Joanne (Wheeler) Whitney ’67 P96

10 November 2011

Class: 1967

Major: Spanish

Residence: Minnetonka, MN

Deceased: November 6, 2011

Alumni survivors: Mr. William R. Whitney ’67 P96 W67 (Widow/Widower), Mr. Scott W. Simpson ’96 (Child)

Joanne Louise 66, nee Wheeler, died peacefully at her home in Minnetonka, MN, on Nov. 6, 2011. Joanne was born in Evanston, IL, the youngest of three daughters of Norris and Ruth Wheeler and was educated in Niles Township, IL, public schools. On graduation from high school in 1963, she entered Carleton College in Northfield, MN, from which she graduated in 1967 with a BA in Spanish. She received her MEd in 1968 from Goucher College in Baltimore, MD. In August 1968 Joanne married William (Bill) Simpson. The couple lived in Cockeysville, MD, and Joanne taught in the Baltimore County public schools until 1974, when their son Scott was born. In 1977 they moved to Jacobus, PA, and their daughter Kristine was born in 1978. After the death of her husband in 1985, Joanne returned to teaching in the Dallastown Area, PA, public schools. In 1990 Joanne renewed her acquaintance with her Carleton classmate William (Bill) Whitney, when both were involved in planning their 25th class reunion. Bill had lost his wife in 1984. Joanne and Bill married in December 1991, and Joanne moved to Minnetonka, MN, where she was a substitute teacher in the public schools and worked in her husband’s business until their retirement in 2005. Joanne was preceded in death by her parents; her sister Barbara (the late Harold) Krueger; and her first husband. She is survived by her husband Bill; her son Scott Simpson (Tatia Kusumoto) and their children, Seneca and Mayu, of Burlingame, CA; her daughter Kristine Simpson of Seattle, WA; and her stepchildren, Steven Whitney of Manhattan, MT, and Sara Whitney (Ted Omlid) of New York, NY. She is also survived by her sister Margaret (the late Stewart) deLacey of Geneva, IL, as well as many cousins, nieces, nephews, great-nieces, and great-nephews. The family wishes to thank Dr. Barbara Bowers and the nurses, pharmacists, staff, and volunteers in the Medical Oncology Clinic at Fairview Southdale Hospital, who cared for Joanne and became her second family over the past eight years. Thanks also to Dr. Timothy Hobday of the Mayo Clinic and to Fairview Hospice. Special thanks go to Joanne’s niece Kris Roulo and her best friend June Creek for always being available through the years with a cheerful call or card to lift Joanne’s spirits.
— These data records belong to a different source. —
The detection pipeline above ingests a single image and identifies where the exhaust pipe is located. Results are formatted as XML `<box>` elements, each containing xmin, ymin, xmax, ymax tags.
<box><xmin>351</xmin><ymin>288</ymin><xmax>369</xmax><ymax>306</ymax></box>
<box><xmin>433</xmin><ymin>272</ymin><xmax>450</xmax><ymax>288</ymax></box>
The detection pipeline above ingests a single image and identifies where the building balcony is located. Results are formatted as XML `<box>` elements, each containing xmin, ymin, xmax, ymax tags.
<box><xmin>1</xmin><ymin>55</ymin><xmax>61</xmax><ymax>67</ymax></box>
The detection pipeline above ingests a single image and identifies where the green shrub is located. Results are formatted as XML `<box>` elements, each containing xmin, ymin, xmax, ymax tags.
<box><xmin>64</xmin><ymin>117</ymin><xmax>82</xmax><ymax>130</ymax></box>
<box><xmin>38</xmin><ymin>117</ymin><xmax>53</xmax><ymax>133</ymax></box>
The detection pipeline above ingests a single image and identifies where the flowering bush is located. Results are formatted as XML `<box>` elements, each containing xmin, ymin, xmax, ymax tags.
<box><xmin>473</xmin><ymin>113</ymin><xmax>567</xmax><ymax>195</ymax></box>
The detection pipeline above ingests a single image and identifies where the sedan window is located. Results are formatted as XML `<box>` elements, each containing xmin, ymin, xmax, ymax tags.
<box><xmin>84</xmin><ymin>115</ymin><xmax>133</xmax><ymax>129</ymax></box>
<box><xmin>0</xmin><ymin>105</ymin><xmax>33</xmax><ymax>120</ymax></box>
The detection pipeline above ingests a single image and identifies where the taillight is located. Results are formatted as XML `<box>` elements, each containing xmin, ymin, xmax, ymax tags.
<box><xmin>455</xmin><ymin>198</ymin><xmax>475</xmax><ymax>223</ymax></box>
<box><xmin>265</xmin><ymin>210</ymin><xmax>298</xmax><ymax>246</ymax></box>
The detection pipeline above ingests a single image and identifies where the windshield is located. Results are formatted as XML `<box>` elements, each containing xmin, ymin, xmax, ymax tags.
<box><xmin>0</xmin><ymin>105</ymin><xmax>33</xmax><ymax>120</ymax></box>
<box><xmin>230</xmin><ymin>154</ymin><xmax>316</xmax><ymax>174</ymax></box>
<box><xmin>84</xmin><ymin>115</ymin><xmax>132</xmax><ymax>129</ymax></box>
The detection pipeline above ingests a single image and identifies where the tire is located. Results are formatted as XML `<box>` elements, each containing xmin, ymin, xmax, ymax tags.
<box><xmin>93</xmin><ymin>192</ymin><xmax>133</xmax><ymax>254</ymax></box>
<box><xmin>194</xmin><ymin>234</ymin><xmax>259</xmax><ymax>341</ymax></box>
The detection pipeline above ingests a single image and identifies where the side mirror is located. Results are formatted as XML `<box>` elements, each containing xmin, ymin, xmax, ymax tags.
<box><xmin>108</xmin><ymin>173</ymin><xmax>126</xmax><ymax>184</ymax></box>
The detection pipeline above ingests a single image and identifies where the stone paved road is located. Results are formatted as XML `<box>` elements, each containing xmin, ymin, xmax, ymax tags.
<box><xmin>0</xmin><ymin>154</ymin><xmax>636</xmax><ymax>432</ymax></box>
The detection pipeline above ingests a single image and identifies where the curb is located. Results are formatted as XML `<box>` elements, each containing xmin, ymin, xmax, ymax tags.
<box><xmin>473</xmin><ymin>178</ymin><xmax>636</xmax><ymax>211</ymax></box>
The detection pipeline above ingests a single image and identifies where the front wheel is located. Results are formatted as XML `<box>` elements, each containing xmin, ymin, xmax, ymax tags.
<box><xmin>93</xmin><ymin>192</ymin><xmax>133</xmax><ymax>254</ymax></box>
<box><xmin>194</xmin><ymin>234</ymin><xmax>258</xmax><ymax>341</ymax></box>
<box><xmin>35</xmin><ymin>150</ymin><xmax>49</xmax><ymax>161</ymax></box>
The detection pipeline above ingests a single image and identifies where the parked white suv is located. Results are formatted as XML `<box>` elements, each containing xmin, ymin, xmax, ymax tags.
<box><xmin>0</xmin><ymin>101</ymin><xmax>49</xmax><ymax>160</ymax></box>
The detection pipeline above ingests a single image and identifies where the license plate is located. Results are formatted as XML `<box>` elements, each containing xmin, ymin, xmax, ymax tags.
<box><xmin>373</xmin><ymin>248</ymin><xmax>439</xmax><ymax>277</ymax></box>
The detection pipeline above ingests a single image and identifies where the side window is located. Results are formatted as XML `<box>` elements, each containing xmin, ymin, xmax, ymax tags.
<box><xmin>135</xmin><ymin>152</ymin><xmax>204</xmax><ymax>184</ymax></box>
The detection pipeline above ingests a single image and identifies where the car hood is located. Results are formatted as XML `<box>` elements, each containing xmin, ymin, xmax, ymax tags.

Joanne (Wheeler) Whitney, member of the Carleton class of ’67 and beloved wife of classmate Bill Whitney, died on November 6, 2011. Her valiant battle with cancer since 2003 included mostly good years until the end. Our thoughts and prayers go out to Bill and their family.

Bill arranged a Celebration of Life for Joanne, held on Saturday, Dec. 3, at Minnetonka United Methodist Church.

The program included the following:

Gone from My Sight

I am standing upon the seashore.  A ship at my side spreads her white sails to the morning breeze and starts for the blue ocean.  She is an object of beauty and strength.  I stand and watch her until at length she hangs like a speck of white cloud just where the sea and sky come to mingle with each other.

Then someone at my side says:  “There, she is gone!”

“Gone where?”

Gone from my sight. That is all. She is just as large in mast and hull and spar as she was when she left my side and she is just as able to bear her load of living freight to her destined port.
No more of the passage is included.